I recently purchased a house and the attic was already converted to a bedroom.  There is storage on one side with doors (these are short storage doors on the sides of the room) and on the other side is the heating & ac equipment.  The previous owners had a door in front of the main heating/ac unit but at the closing the doors had been taken off and damaged and now the unit is uncovered and an eyesore.  I am trying to figure out the best way to cover this opening.  I am assuming that it needs to be some kind of louvered or ventilated door but I would like to make it look at pleasant as possible and match as closely as possible to the other storage doors.  Any suggestions would be appreciated.


----------



## paul52446m (Nov 9, 2010)

napalvr said:


> I recently purchased a house and the attic was already converted to a bedroom.  There is storage on one side with doors (these are short storage doors on the sides of the room) and on the other side is the heating & ac equipment.  The previous owners had a door in front of the main heating/ac unit but at the closing the doors had been taken off and damaged and now the unit is uncovered and an eyesore.  I am trying to figure out the best way to cover this opening.  I am assuming that it needs to be some kind of louvered or ventilated door but I would like to make it look at pleasant as possible and match as closely as possible to the other storage doors.  Any suggestions would be appreciated.

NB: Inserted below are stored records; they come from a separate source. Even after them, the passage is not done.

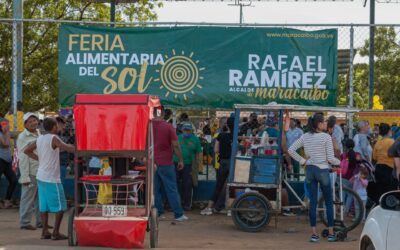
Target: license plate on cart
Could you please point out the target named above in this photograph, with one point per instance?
(114, 211)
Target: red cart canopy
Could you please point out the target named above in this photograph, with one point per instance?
(110, 123)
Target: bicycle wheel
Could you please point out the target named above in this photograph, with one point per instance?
(251, 212)
(351, 203)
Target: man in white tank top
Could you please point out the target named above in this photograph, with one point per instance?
(51, 192)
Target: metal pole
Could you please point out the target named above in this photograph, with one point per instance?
(351, 100)
(17, 48)
(112, 12)
(241, 13)
(371, 53)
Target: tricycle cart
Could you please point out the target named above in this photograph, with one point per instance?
(257, 172)
(114, 210)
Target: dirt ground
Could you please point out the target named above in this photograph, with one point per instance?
(201, 232)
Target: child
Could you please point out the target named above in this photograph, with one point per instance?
(360, 184)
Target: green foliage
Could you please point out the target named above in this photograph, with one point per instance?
(40, 86)
(387, 74)
(387, 64)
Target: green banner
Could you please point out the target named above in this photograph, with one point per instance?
(200, 67)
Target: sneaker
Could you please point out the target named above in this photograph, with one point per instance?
(182, 218)
(314, 238)
(332, 238)
(288, 213)
(206, 211)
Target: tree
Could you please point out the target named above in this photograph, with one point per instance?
(387, 64)
(40, 55)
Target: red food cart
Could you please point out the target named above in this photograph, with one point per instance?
(114, 210)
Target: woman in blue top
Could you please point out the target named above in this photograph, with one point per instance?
(6, 160)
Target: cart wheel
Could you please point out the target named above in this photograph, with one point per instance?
(325, 233)
(257, 215)
(340, 235)
(72, 239)
(154, 228)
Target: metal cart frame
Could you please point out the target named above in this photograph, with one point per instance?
(149, 214)
(275, 182)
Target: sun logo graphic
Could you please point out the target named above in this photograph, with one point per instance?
(180, 75)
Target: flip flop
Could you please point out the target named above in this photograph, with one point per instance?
(59, 237)
(46, 237)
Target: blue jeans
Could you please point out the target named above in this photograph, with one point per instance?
(184, 181)
(315, 176)
(166, 176)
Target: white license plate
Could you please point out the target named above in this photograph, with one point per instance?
(113, 210)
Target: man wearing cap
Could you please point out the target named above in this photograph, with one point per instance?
(28, 168)
(191, 152)
(165, 143)
(250, 126)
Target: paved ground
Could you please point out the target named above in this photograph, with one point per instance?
(211, 232)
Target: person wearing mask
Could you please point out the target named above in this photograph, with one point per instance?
(191, 153)
(46, 150)
(337, 135)
(350, 162)
(64, 156)
(165, 143)
(223, 147)
(318, 148)
(361, 141)
(384, 164)
(183, 118)
(251, 126)
(28, 167)
(292, 135)
(6, 160)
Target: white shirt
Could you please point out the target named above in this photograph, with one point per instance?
(27, 165)
(49, 160)
(318, 148)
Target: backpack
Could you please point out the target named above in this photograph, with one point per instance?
(344, 163)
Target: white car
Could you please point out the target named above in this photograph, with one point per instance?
(382, 228)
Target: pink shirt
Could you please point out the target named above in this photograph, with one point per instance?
(164, 135)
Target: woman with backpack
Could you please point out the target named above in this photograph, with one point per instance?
(318, 148)
(384, 163)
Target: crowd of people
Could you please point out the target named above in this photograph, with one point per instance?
(369, 161)
(41, 188)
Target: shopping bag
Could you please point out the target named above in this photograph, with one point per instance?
(105, 189)
(105, 194)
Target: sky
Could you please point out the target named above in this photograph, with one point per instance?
(339, 12)
(279, 12)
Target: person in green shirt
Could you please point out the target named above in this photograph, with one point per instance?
(191, 152)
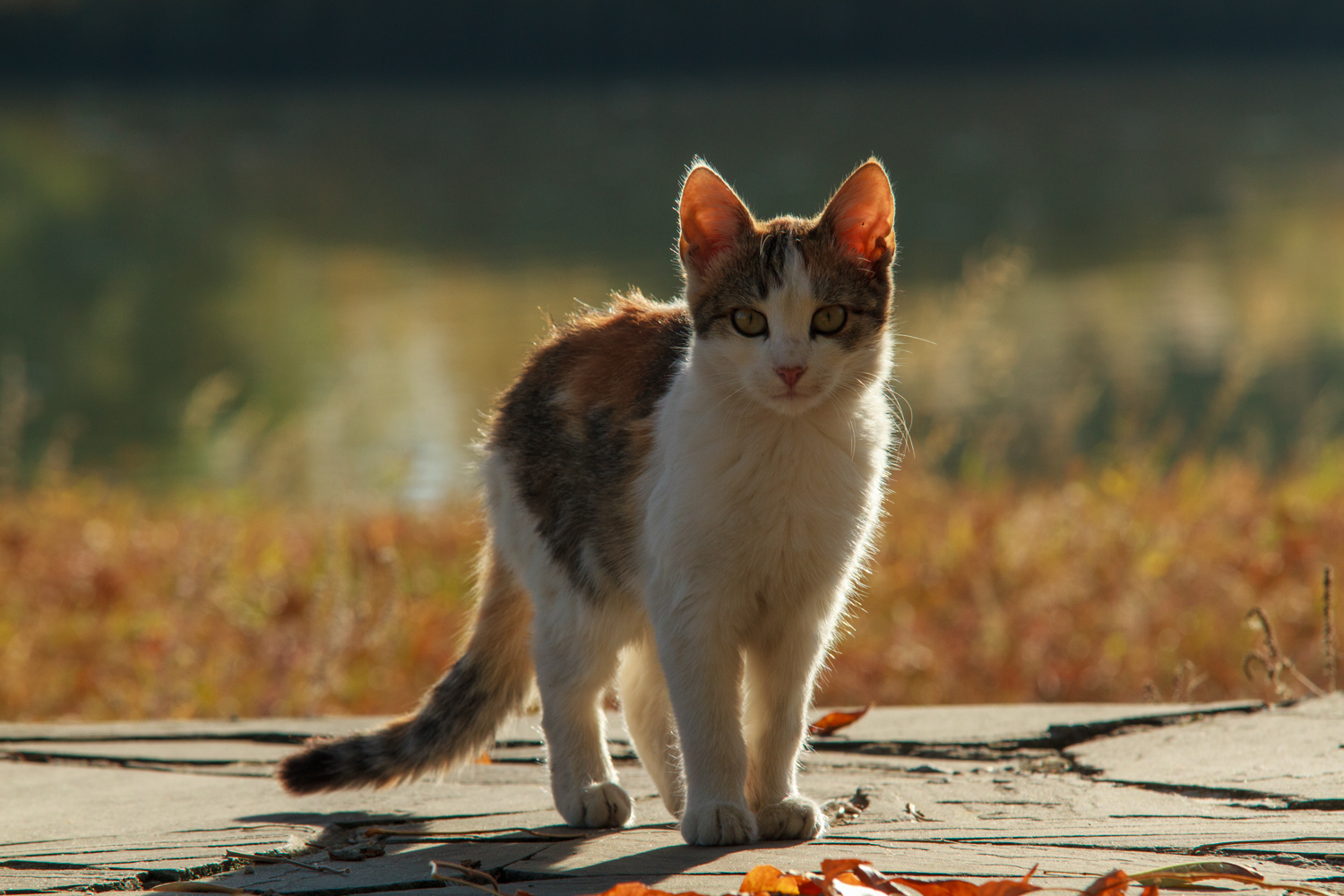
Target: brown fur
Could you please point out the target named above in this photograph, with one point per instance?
(574, 429)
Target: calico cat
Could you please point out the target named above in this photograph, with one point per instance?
(680, 498)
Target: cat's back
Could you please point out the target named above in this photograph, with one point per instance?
(575, 429)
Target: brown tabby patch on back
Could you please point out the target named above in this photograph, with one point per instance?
(758, 263)
(575, 430)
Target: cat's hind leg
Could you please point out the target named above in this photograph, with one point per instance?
(575, 648)
(648, 716)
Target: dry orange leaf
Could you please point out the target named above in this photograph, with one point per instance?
(640, 890)
(833, 721)
(1112, 884)
(768, 879)
(857, 877)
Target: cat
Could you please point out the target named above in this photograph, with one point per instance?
(680, 498)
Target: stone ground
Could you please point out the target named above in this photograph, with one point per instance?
(943, 791)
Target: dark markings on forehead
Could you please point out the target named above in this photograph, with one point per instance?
(757, 265)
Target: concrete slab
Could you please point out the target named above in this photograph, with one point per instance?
(970, 791)
(1289, 755)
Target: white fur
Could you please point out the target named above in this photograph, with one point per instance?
(760, 506)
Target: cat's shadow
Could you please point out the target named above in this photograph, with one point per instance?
(648, 866)
(613, 860)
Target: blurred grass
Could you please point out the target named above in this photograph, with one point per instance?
(1101, 587)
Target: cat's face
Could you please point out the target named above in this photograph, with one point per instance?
(789, 314)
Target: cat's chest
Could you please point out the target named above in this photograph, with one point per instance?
(768, 489)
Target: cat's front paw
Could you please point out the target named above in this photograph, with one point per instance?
(718, 825)
(605, 805)
(793, 818)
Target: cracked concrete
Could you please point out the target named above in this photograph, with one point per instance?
(962, 791)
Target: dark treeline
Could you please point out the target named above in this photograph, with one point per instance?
(444, 39)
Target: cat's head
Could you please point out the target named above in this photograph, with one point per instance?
(790, 312)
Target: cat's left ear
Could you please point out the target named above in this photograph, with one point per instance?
(863, 214)
(712, 220)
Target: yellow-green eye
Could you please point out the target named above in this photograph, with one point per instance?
(830, 319)
(747, 322)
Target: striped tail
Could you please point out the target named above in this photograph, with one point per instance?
(456, 719)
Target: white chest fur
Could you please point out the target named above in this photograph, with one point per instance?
(757, 505)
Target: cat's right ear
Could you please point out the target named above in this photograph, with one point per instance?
(712, 220)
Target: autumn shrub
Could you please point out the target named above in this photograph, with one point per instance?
(1107, 586)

Is this a 90+ or 80+ furnace? is there anything else in this furnace room.
 You can send pic. to [email protected]    If its a 90+ furnace with two stacks going out side then you do not need a louvered door as long as it has
 supply and return ducting on it. You can also take burner air from a attic space as long as the attic is ventilated. Show me what you got and we can 
 go from there.  Later Paul


----------